En la primera lectura y en el evangelio el Señor nos invitaa dejarnos guiar por esa luz, que es la presencia salvadora de nuestro Padre Dios. Y por supuesto nos invitan a convertirnos, a dejar la oscuridad y volver a la luz sin ocaso, Jesús.
Si seguimos en las tinieblas y en sombra de muerte nos invade la tristeza, las desesperanza y la muerte, en cambio si nos dejamos guiar por la luz de Cristo nos invade la alegría, la esperanza y la vida. Así que hoy podemos gritar como en salmista: “El Señor es mi luz y mi salvación”.

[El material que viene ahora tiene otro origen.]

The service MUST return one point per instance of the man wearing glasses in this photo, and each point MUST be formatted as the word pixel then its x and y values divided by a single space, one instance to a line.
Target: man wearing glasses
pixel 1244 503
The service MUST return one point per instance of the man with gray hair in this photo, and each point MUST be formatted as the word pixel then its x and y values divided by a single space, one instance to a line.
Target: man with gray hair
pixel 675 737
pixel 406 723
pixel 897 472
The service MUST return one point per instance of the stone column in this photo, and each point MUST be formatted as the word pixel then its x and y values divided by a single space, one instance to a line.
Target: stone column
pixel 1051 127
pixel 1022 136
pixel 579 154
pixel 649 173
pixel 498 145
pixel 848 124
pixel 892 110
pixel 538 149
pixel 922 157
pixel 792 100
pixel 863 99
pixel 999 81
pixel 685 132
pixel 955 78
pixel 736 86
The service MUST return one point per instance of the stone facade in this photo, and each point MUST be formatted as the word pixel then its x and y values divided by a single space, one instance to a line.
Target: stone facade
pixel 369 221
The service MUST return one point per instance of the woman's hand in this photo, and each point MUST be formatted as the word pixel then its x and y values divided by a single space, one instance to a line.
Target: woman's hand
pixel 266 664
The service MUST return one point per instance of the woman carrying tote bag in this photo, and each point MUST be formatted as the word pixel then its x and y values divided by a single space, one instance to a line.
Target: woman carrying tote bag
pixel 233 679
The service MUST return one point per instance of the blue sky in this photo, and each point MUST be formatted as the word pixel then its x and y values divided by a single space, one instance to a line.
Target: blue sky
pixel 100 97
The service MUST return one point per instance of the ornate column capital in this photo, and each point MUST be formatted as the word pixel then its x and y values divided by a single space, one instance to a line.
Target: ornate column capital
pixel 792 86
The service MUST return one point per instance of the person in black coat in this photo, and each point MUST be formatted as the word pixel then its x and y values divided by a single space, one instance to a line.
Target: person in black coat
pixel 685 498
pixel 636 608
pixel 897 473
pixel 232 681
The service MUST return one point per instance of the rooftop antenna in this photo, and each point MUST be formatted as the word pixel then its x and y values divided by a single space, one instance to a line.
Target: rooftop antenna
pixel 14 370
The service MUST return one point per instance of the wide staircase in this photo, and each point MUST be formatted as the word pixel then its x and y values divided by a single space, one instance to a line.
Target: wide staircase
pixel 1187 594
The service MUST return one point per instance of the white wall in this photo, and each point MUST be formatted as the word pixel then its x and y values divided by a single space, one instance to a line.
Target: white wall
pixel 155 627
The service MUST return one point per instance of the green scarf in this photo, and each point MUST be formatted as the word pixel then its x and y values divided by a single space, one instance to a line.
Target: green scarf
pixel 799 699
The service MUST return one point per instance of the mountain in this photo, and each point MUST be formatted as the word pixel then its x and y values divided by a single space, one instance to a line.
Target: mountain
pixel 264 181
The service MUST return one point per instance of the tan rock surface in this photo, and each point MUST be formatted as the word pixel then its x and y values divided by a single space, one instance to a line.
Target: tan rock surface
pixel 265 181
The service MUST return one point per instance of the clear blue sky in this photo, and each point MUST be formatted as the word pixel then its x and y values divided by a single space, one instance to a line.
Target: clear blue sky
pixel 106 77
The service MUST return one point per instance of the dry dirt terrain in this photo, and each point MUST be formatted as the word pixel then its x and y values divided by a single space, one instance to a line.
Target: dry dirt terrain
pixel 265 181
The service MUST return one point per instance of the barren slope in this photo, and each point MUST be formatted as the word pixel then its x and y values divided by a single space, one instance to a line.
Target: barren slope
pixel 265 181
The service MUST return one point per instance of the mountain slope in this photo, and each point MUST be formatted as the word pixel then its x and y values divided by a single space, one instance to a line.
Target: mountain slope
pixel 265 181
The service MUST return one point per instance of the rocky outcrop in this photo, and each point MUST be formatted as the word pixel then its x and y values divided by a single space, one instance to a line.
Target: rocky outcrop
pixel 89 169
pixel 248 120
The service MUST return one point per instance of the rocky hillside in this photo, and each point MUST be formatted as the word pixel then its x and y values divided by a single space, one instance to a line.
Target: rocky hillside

A parte de invitarnos a la conversión, la palabra de hoy nos invita al seguimiento de Jesús. Jesús sabe que él no puede solo llevar esta obra, necesita del Padre, del Espíritu y de los discípulos, por eso hoy vemos que va llamando de dos en dos para que le ayuden en esta obra de redención.
Este domingo dedicado a la palabra de Dios, es la oportunidad de hablar del seguimiento y anuncio de la palabra, de la buena noticia de salvación. No solo aquellos hombres que llamó Jesús son los responsables del anuncio, sino que todos somos responsables de este anuncio, todos los bautizado debemos ser una exégesis de la palabra de Dios. La palabra de Dios no es palabra muerta, es palabra de vida, y es la misma persona de Jesús. Esa buena noticia no la podemos callar, sí o sí la tenemos que anunciar a otros hermanos, Jesús ha elegido a un grupo de amigos, no solo para que estuvieran con él, sino para que fueran los continuadores del anuncio de la palabra, por eso les dice: “ Os haré pescadores de hombres”, nosotros tenemos y debemos de anunciar la palabra de Dios y con esto estamos colaborando con Él en su plan de salvar a la humanidad, es decir, el objetivo de los anunciadores o evangelizadores es ayudar a las nuevas generaciones a conocer y a seguir a Jesús.
Para cerrar esta reflexión quiero tomar en cuenta el octavario de la unidad de los cristianos, y San Pablo que hoy celebramos su conversión, nos invita a la unidad y no a la división en esa hermosa carta a los corintios: “Os ruego, hermanos, en nombre de nuestro Señor Jesucristo, que digáis todos lo mismo y que no haya divisiones entre vosotros. Estad bien unidos con un mismo pensar y un mismo sentir”.
Todos los creyentes en Cristo tenemos que seguir apostando por la unidad, la comunión, somos ese cuerpo místico de Cristo. Él es la cabeza, que tengamos un solo sentir, una sola alma y un solo corazón dirigidos a nuestroDios Padre, que nada ni nadie nos separe de este amor de Dios, especialmente nosotros desde el interior de la vida cristiana católica tenemos que seguir apostando por esa comunión haciendo realidad esa eucaristía, que es el cuerpo y sangre de Cristo y decimos vamos a recibir la comunión y si la recibimos y estamos separados del cuerpo que es la iglesia entonces no estamos recibiendo la comunión, sino que estamos haciendo un rito vacío sin sentido.